The sentence was handed down on Onah, a graduate of Microbiology from the University of Nigeria, Nsukka, and a postgraduate student of Mass Communication, of the same institution, by a Federal High Court sitting in Lagos, for manufacturing and selling a fake brand of 200mg of Amazon Amagyl Metronidazole tablets.

Earlier, the prosecutor, Shamaki Umar, had told the court that after her arrest, Onah deceived officials of the National Agency for Foods, Drugs Adminstration and Control (NAFDAC), by telling it that the fake drugs were manufactured in Ogun State but after taking the NAFDAC officials on a fruitless journey in search of the alleged manufacturing company, she opened up that she was the sole manufacturer of the fake drugs.

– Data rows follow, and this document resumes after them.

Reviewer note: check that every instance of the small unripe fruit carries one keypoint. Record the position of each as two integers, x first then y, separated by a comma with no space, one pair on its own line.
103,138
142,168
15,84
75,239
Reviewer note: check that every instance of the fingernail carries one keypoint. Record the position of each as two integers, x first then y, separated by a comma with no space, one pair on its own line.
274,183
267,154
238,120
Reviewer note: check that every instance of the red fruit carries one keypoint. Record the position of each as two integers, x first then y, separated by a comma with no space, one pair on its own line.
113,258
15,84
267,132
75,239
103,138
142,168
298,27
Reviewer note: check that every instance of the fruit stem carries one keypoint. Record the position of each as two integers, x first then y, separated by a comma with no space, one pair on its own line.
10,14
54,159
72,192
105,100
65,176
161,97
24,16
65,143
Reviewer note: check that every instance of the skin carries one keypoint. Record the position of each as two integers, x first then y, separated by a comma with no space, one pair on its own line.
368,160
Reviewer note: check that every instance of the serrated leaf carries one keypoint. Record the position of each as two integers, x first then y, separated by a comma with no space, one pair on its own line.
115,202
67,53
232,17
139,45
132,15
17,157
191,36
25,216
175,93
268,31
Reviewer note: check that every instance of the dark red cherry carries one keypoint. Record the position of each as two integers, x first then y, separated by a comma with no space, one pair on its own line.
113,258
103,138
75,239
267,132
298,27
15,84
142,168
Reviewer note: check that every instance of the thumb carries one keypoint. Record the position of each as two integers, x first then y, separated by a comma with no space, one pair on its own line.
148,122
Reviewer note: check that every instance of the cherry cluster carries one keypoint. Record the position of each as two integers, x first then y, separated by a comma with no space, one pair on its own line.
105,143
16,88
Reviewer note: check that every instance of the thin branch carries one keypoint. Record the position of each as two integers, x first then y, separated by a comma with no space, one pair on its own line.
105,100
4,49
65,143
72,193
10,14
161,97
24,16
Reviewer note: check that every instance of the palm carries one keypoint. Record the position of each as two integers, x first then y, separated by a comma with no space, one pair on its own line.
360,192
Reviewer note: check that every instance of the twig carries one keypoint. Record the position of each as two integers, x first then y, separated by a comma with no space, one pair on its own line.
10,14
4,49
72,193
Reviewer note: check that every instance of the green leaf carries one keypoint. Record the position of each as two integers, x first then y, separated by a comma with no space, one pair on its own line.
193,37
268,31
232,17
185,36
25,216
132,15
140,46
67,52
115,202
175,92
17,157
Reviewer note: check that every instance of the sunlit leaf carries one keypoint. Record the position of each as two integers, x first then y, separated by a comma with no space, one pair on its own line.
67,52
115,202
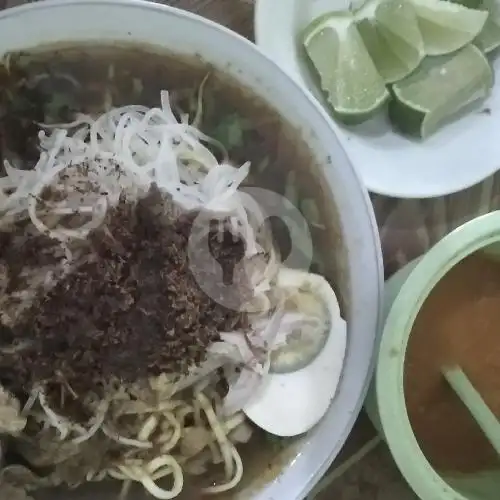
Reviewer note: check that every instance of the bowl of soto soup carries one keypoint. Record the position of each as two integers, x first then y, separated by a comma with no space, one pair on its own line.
436,373
128,366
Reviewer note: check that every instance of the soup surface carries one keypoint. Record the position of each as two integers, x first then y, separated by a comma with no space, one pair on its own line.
54,86
457,325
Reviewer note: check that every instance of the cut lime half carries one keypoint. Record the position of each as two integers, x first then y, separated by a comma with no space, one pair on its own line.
446,26
347,74
438,90
390,32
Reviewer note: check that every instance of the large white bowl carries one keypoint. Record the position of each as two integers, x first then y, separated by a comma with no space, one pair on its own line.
357,258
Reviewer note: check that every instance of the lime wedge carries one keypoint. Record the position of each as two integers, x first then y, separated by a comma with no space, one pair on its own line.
440,88
447,26
489,38
390,32
346,71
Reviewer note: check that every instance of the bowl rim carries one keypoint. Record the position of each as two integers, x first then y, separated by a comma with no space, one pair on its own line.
316,449
472,236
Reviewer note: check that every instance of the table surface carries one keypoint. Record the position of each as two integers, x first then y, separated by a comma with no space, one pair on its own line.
407,228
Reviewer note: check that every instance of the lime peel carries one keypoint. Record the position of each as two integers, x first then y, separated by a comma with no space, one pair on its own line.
438,90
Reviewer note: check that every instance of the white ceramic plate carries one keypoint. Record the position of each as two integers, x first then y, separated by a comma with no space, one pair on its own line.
461,154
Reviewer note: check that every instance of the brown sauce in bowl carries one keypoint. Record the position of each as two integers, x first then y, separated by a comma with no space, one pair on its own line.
459,323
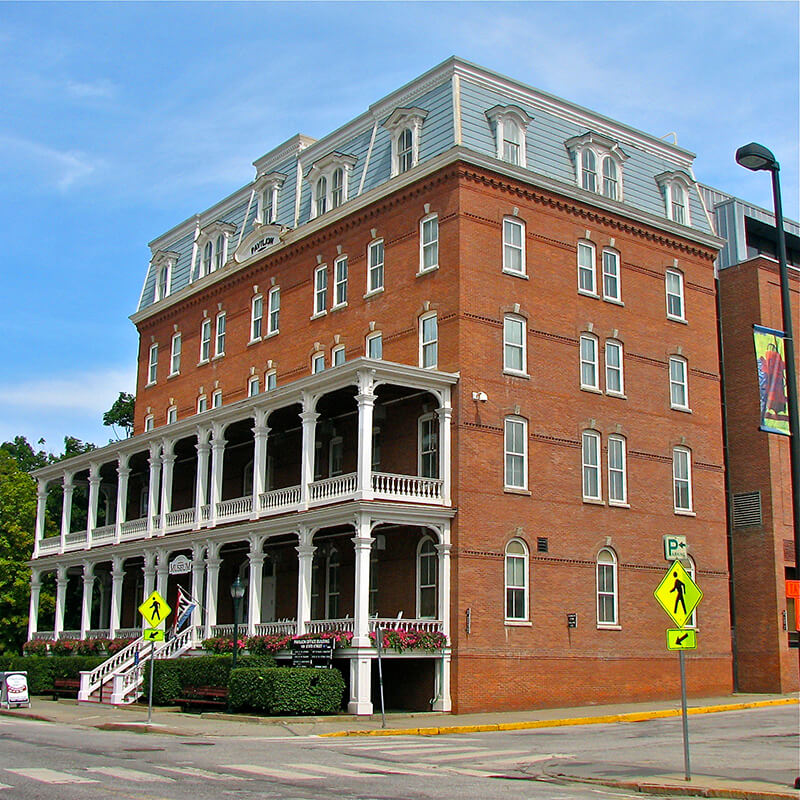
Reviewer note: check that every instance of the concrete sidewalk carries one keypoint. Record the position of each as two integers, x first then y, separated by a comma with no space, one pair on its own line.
215,725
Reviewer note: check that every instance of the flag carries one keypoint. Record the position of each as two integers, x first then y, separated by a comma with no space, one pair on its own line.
185,605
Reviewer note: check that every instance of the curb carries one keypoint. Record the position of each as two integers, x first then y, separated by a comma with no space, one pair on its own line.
634,716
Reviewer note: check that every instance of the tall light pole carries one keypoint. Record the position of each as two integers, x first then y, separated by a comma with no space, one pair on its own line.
758,158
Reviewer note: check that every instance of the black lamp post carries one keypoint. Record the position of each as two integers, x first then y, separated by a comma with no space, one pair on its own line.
756,157
237,593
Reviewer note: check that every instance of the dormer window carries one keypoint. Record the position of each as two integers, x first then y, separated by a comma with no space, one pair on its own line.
405,126
509,124
598,163
328,178
212,247
675,191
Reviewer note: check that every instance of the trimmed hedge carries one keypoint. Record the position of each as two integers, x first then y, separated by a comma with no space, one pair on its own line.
171,675
287,690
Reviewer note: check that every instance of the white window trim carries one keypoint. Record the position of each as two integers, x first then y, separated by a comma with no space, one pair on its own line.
525,556
433,343
423,244
515,420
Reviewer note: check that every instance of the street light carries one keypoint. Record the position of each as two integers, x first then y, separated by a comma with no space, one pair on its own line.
237,593
758,158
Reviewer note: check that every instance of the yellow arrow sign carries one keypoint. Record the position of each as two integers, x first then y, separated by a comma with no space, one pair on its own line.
678,594
681,639
155,609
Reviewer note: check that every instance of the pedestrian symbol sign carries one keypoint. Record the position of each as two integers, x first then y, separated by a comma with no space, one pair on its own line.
681,639
678,594
155,609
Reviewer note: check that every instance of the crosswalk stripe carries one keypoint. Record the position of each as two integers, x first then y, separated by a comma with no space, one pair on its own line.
135,775
50,775
281,775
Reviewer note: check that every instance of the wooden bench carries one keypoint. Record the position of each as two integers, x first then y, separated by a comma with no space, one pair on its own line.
66,687
202,697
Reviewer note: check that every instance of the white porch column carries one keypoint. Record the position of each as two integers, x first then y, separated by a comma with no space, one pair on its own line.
149,570
117,576
213,562
66,508
362,543
309,418
33,609
256,563
260,434
201,479
366,405
305,559
445,414
198,570
41,511
123,471
167,469
217,463
61,594
154,485
86,607
94,496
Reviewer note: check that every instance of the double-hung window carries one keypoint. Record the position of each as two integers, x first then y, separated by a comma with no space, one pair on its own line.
256,318
516,568
205,341
586,268
152,367
611,289
615,380
592,489
340,284
617,477
513,246
516,453
428,341
375,256
674,290
678,384
682,478
175,355
320,290
589,372
514,359
273,319
219,339
429,243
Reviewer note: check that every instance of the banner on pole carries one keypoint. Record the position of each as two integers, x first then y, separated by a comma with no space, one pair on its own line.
771,364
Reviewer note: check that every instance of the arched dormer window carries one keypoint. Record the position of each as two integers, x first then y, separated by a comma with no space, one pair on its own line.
405,128
598,161
675,187
509,124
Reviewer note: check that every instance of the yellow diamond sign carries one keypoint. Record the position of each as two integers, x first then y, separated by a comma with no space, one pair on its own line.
155,609
678,594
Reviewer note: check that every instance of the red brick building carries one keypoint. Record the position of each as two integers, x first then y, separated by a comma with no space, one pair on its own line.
452,369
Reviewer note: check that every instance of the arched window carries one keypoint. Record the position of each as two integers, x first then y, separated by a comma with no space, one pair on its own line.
516,567
607,587
426,579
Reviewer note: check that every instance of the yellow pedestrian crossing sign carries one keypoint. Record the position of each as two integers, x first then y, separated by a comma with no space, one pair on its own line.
681,639
155,609
678,594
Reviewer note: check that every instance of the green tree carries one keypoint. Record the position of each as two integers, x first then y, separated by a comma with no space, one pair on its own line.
121,413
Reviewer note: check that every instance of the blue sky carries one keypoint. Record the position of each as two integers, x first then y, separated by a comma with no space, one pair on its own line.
118,121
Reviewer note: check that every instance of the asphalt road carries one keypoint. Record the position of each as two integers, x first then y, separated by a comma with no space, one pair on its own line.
42,760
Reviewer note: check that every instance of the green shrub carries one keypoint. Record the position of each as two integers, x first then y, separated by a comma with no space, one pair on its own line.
287,690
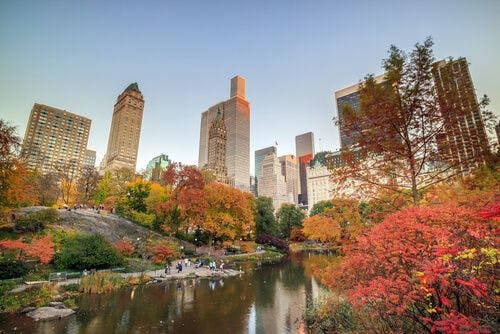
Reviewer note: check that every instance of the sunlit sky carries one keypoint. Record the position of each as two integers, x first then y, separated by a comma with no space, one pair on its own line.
79,56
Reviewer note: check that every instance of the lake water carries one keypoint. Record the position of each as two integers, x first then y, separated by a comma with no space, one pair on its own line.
268,298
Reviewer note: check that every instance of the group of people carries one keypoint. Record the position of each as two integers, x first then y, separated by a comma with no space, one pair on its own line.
212,265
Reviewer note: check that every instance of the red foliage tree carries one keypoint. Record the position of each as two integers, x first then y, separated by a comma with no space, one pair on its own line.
425,269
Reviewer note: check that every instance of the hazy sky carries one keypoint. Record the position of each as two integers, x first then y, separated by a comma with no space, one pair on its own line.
80,55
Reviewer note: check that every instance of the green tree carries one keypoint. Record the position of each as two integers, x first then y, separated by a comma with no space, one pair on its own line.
265,223
136,194
320,207
289,216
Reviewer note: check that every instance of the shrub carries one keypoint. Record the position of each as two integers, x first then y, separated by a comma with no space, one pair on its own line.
101,282
296,234
125,247
11,268
36,221
87,252
145,219
246,248
279,244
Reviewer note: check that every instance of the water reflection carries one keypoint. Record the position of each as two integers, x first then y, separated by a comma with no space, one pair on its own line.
267,299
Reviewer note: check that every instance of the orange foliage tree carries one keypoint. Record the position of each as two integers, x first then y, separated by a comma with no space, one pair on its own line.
229,214
322,228
186,205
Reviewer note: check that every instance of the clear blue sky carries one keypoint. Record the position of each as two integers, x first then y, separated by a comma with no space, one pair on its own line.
79,55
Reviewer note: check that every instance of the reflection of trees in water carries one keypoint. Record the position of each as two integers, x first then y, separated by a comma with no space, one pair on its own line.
193,308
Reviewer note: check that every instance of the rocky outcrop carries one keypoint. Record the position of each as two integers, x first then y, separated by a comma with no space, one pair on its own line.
49,312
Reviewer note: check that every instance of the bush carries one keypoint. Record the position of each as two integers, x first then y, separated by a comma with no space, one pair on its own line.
87,252
36,221
101,282
279,244
145,219
125,247
11,268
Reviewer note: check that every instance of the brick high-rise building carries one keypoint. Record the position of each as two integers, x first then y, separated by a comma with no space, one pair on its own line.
89,158
464,143
125,131
290,172
55,139
304,146
259,157
237,122
217,139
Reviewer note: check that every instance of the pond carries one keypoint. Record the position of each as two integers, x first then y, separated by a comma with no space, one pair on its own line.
268,298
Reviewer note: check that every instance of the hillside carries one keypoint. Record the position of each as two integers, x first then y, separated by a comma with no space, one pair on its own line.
112,227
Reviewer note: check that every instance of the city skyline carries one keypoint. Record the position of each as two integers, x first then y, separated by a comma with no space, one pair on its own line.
297,91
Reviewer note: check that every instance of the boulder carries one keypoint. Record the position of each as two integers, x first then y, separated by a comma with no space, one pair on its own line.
46,313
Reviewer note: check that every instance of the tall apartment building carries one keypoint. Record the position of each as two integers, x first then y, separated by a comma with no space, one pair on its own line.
55,139
237,122
217,139
259,157
272,183
464,143
89,158
290,172
156,167
349,96
125,131
304,147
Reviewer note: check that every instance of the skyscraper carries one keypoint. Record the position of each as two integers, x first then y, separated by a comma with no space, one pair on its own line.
272,183
304,146
237,122
125,131
89,158
290,172
349,96
464,143
259,157
217,139
55,139
156,167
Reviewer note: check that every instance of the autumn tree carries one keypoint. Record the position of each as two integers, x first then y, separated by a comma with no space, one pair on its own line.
394,130
322,228
229,213
425,269
87,184
289,216
185,207
265,222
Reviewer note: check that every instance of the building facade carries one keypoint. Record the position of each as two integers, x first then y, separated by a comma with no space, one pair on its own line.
237,122
156,167
217,139
272,183
304,147
125,132
89,158
259,157
290,172
464,143
349,96
55,139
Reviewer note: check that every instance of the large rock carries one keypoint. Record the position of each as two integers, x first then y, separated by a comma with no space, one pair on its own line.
46,313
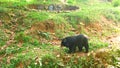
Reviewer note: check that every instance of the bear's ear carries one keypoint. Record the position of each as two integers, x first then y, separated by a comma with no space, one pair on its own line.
64,40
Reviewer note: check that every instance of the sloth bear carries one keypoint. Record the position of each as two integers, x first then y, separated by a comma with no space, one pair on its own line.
72,42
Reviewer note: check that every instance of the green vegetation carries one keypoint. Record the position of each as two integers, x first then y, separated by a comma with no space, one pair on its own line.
28,36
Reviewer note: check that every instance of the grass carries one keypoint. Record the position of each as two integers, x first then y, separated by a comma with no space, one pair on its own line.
29,52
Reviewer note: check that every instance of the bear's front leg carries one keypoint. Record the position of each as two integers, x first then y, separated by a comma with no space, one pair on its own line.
72,49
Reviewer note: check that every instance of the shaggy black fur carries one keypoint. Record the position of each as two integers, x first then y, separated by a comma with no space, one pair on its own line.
72,42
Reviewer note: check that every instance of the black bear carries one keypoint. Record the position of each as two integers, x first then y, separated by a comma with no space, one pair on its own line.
72,42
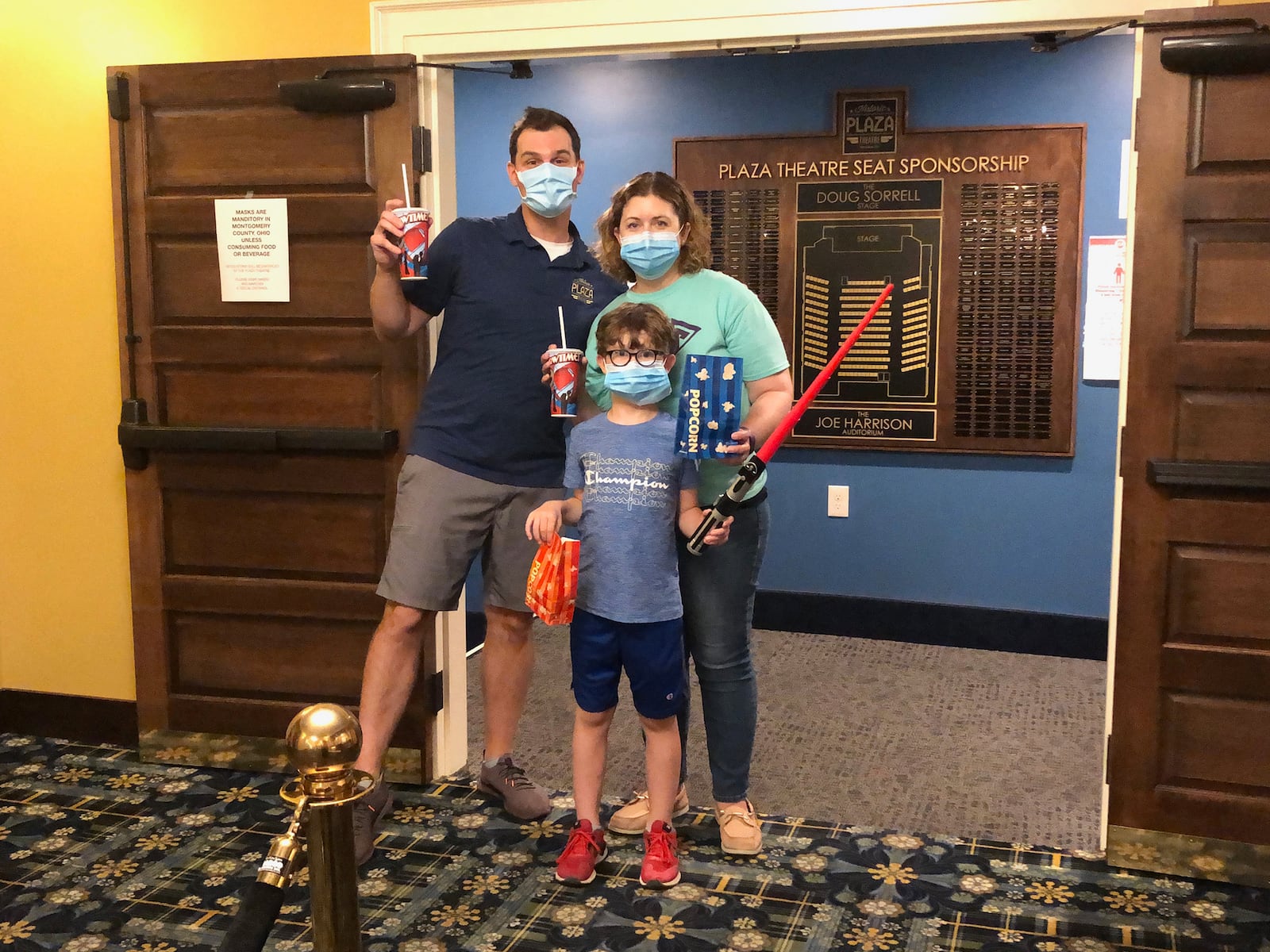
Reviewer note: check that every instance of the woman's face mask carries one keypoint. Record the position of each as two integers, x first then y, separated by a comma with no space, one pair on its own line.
651,254
641,385
549,188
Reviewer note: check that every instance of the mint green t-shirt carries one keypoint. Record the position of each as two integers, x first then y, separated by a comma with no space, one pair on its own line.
715,315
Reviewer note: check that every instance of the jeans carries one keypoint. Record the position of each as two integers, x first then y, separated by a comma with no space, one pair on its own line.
718,590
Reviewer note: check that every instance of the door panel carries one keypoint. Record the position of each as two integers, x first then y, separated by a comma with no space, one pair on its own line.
256,556
1191,697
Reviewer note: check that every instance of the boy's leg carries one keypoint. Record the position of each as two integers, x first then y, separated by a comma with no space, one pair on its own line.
590,752
662,763
653,657
595,655
596,670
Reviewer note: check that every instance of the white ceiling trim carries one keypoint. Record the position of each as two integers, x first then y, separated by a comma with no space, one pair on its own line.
461,31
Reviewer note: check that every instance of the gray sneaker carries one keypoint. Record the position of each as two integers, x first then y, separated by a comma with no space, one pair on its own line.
522,797
368,816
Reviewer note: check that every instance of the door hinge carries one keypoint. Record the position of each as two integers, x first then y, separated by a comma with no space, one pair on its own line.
437,692
422,149
117,97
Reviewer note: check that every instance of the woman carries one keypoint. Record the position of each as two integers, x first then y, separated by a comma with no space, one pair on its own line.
656,236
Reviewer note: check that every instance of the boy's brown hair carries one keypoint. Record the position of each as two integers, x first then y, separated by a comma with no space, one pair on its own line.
633,321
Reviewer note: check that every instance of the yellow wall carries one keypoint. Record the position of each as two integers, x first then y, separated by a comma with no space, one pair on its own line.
65,622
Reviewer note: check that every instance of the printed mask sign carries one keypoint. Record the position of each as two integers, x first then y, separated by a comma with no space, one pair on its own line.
253,251
978,230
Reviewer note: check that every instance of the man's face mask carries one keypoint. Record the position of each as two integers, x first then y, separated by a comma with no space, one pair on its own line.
549,188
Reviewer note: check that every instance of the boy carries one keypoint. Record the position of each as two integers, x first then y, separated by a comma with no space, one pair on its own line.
630,492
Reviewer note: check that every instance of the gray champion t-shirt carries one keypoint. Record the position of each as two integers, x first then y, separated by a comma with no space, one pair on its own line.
630,478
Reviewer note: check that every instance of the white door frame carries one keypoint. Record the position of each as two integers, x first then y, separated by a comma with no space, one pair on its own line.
484,31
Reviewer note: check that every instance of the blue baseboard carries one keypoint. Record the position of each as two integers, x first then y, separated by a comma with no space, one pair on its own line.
952,626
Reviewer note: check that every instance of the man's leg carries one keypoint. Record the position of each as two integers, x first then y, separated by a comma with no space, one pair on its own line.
387,678
507,662
507,666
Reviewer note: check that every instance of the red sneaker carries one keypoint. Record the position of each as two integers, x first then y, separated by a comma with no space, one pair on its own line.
577,862
660,867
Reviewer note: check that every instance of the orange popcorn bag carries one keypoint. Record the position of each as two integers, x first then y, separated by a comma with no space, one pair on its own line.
552,583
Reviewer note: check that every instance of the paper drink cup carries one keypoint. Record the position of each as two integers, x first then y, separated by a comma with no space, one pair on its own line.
416,222
565,368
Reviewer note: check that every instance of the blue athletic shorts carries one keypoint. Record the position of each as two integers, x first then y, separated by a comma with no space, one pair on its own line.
652,653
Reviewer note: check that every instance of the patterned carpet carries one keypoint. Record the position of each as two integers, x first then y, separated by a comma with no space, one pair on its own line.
102,852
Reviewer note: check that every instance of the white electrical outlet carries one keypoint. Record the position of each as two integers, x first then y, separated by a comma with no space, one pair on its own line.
838,497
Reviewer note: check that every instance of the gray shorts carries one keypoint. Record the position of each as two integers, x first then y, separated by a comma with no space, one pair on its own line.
444,518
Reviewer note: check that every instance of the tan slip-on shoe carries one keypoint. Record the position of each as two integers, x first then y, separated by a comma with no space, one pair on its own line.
632,819
740,831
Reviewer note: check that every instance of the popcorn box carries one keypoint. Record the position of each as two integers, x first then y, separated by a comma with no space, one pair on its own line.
709,405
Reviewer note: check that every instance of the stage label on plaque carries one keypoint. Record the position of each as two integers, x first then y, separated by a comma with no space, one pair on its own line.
905,196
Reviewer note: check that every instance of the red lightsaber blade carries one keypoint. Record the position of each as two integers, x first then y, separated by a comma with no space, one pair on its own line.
756,463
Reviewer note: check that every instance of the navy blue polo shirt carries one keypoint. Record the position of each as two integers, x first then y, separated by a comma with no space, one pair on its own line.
486,410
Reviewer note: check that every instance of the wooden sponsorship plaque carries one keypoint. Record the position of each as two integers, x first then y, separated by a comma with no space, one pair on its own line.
979,232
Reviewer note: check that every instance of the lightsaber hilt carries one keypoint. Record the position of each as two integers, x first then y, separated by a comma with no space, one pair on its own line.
728,501
756,463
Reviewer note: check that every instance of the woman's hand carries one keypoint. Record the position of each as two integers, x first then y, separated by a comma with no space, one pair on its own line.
545,522
719,533
741,447
387,236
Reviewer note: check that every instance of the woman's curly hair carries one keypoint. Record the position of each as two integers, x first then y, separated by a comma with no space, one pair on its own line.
695,253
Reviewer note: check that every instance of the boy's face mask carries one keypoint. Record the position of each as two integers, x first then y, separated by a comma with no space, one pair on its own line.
641,385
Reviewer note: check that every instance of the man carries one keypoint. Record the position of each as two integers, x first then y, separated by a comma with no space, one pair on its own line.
484,451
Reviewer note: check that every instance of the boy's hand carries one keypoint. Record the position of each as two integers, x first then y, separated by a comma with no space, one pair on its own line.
719,535
544,522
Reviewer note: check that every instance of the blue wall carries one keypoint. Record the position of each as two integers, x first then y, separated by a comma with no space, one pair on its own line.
995,532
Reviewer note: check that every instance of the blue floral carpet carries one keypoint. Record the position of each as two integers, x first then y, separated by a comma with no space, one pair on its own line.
99,850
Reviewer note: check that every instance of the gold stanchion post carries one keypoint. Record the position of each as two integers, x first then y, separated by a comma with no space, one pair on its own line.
323,743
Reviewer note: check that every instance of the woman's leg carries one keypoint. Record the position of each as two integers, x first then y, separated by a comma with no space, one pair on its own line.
718,608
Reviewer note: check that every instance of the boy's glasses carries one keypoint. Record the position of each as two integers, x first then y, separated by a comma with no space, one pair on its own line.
645,359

When the officials traced her to her residence at No 12, Mosalashi Street in Alagbado area of the state, they discovered items she used in manufacturing the drugs, such as weighing scales and labels.

Laboratory analysis of the confiscated drugs showed that they were fake and contained 20 rather than 200mg of Metronidazole.

Onah who was in tears during her plea, begged the court to give her a second chance, adding that she was a graduate of microbiology who emerged with a second class upper division (2:1), and promised never to engage in such acts again if pardoned.

The president of the court, Justice (Prof.) Chuka Obiozor, ordered her to stop shedding crocodile tears, arguing that he would have given her a second chance as a first offender but that some of those who took her drugs had died and were not given any chance to live.

Justice Obiozor said:

"I would have given you a second chance as a first offender, but those who took your drugs and died had no second chance.

You could have stayed in your village to find something worthy to do, if you could not get a decent job in Lagos."